On the strength of a late-season run of three straight victories, Alabama earned a berth in the Independence Bowl versus Iowa State of the Big 12 Conference. Both teams sport 4-4 records in conference, but the Cyclones have a one-game edge in overall record, 7-4 versus 6-5. Located in Shreveport, Louisiana, the bowl will kick off at 6:30 pm with ESPN providing television coverage.
It may have been Christmas Day, but the Crimson Tide was out in shorts and shoulder pads, preparing for Thursday's game. "Practice went well," Franchione said. "It was a good ‘Thursday practice.' We got things cleaned up the way we needed to. Now we'll celebrate this afternoon."
After dinner provided by the Independence Bowl at Harrah's Casino, the team will be off for the rest of the day. Franchione explained; "We'll have a luncheon this afternoon. After that they'll have free time. Some of them will spend it with their families. Some of their families have come in. They'll have time to enjoy the day."
Alabama will return to the practice field tomorrow, but as is Franchione's habit, the session will be closed to fans and media alike. "Tomorrow is pretty much just a substitution and kicking game review," Franchione said. "It's a clean up day. We don't do a lot tomorrow. It'll be more of a focus day than anything else."
As the host team, Iowa State got first choice of practice sites and went with a local high-school facility. But Franchione is more than happy with the opportunity to work out at the stadium every day.
Covered with the latest in artificial grass technology, Independence Stadium utilizes Field Turf. And the Tide has been able to get a good feel for the new surface. "I think our kickers have adjusted," Franchione said. "It's helped us to be able to practice on this surface all week, having never played on it.

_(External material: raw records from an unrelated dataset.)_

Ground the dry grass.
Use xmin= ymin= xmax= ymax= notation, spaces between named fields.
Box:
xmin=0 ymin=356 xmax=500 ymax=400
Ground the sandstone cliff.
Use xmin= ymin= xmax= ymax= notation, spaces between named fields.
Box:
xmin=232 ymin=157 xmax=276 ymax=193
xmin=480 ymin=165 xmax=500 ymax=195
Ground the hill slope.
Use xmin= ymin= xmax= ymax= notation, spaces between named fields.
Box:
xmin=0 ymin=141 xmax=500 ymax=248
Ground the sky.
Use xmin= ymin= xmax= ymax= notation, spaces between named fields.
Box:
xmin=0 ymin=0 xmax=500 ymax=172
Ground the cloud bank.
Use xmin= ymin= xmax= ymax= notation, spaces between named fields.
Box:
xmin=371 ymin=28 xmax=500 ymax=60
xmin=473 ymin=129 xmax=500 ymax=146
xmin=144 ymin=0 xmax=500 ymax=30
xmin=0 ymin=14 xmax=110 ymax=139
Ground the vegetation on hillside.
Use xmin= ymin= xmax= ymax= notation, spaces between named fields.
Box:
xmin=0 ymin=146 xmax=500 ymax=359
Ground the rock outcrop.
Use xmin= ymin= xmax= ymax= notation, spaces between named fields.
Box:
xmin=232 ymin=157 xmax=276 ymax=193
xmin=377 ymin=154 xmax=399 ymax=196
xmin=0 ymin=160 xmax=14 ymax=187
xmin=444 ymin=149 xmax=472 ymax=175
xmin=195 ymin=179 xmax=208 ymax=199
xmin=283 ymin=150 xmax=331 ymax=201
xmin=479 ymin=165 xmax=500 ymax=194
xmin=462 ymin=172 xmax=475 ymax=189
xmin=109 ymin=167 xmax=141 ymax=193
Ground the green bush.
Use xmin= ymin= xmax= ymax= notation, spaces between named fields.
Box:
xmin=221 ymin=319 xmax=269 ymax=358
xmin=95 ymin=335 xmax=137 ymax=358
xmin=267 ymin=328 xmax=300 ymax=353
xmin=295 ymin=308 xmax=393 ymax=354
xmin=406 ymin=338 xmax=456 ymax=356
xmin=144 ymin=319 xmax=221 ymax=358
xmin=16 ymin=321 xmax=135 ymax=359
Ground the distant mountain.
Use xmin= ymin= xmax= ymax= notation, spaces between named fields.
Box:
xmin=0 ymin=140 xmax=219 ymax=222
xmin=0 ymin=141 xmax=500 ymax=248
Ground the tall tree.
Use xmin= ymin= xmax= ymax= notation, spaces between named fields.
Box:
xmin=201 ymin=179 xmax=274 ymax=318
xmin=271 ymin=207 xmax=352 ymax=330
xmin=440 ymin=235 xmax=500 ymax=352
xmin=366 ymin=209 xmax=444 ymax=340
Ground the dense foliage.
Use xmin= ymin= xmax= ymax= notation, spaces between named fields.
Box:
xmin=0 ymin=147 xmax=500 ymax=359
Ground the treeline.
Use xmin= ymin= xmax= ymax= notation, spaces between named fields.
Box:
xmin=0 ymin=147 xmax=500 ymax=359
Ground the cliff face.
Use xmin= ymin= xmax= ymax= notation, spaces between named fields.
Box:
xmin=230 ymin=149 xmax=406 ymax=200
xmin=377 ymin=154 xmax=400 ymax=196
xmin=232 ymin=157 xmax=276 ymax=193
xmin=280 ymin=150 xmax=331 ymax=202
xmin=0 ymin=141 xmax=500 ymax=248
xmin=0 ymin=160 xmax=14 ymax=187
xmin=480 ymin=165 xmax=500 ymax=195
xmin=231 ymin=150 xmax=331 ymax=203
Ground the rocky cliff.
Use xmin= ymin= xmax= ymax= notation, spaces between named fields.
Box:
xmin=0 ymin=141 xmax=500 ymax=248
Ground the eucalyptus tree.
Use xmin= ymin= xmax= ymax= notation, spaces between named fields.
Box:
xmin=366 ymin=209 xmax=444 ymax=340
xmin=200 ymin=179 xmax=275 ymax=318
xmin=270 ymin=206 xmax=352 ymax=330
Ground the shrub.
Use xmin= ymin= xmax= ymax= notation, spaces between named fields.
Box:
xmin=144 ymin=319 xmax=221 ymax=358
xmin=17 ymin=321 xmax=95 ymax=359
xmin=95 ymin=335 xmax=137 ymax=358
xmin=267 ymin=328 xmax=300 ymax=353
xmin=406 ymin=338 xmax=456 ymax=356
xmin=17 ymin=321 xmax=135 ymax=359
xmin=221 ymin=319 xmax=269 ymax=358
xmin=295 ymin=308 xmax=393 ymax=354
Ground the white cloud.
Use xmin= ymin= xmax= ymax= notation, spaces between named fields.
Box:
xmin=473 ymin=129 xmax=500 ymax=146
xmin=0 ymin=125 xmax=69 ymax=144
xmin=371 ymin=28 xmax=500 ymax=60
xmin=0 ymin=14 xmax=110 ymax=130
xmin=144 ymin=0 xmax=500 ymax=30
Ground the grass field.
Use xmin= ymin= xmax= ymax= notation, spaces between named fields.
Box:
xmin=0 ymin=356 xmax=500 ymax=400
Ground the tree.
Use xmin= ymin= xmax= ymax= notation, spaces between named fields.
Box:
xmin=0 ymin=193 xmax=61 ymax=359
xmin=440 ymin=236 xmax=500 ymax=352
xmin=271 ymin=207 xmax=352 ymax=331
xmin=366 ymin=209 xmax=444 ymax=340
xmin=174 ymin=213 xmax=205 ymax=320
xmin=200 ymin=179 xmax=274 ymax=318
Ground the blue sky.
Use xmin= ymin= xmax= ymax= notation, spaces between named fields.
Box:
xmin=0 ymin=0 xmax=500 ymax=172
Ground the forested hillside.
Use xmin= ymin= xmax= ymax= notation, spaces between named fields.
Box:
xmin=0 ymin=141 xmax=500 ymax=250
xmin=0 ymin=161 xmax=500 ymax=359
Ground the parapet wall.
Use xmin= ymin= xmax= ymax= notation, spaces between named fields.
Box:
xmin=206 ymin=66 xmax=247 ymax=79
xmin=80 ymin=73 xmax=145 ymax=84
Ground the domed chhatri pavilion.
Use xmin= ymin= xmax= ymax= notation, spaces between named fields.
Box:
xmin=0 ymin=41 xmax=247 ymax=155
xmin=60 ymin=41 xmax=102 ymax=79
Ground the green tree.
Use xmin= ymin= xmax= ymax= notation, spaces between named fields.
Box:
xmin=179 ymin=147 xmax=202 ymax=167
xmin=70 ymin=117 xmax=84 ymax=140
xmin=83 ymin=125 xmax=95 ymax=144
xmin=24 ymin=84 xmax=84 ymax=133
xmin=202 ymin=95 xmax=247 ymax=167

I think if we had come over here for the first time tomorrow, then it might have been something to worry.
"It would have been vital for us to get the right shoes on and get used to it a little bit. But practicing here all week, our kids have been able to get used to it."
In general the Tide athletes like the new surface, but the kickers did require some time to adjust. "Our punters and snappers are fine, so I don't think that it'll be a factor right now," Franchione said. "The kickers have worked with squibs and on-sides kicks to judge the bounce. They got some work on that, and hopefully they'll be prepared. Of course with on-sides and squib kicks you've gotta be prepared for anything.
"We've played on enough surfaces that aren't necessarily any harder or softer than this one. I think we'll be OK."
Following practice yesterday, Franchione and the Tide Leadership Council visited the nearby Shriners Children's Hospital--an experience no one involved will soon forget. "It makes you appreciate that you can play this game," Franchione explained. "And it makes you feel for those people that don't have that kind of opportunity."